In an accompanying press release, Dr Tom Jefferson, Dr Carl Heneghan and Dr Peter Doshi, authors of the review, said: “Drug approval and use cannot be based on biased or missing information any longer. We risk too much in our population’s health and economy. This updated Cochrane review is the first time a Cochrane systematic review has been based only on clinical study reports and regulator’s comments. It is the first example of open science in medicine using full clinical study reports available without conditions. Therefore, the conclusions are that much richer. We urge people not to trust in published trials alone or on comment from conflicted health decision makers, but to view the information for themselves.”

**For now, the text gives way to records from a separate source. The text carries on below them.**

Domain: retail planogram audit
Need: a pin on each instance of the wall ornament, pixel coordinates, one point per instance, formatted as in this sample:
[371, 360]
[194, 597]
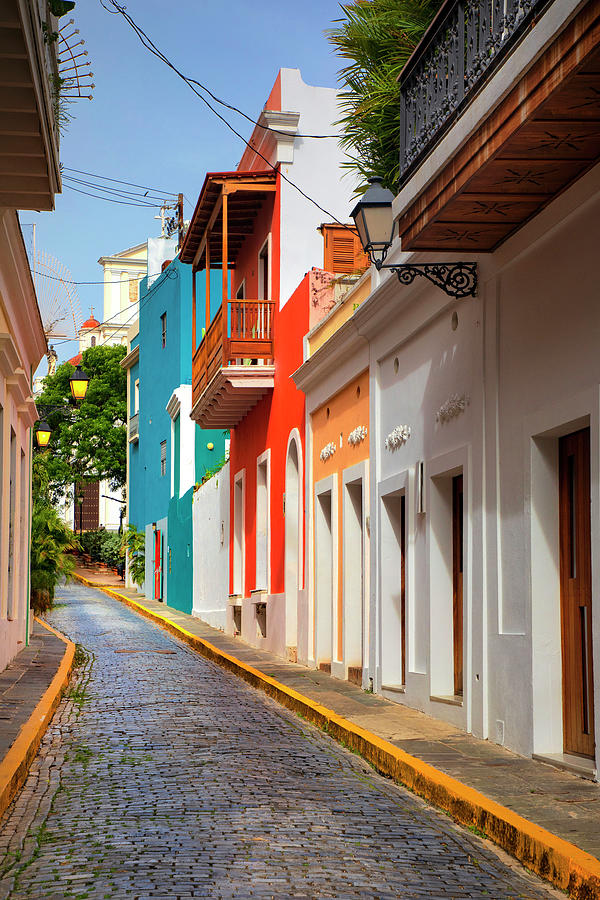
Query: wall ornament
[397, 438]
[453, 407]
[327, 452]
[357, 435]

This major review is particularly significant for its use of unpublished, previously confidential data from both the drug manufacturers and regulators, to verify the information in published trials. As the researchers point out, much of the trial data is unreliable for various reasons, which makes it difficult to draw firm conclusions.
While it appears that these drugs have a modest benefit, there is no solid evidence that either drug can protect people from the more serious complications of influenza.
Paracetamol or ibuprofen would seem to be a far more cost-effective method of relieving the symptoms of influenza.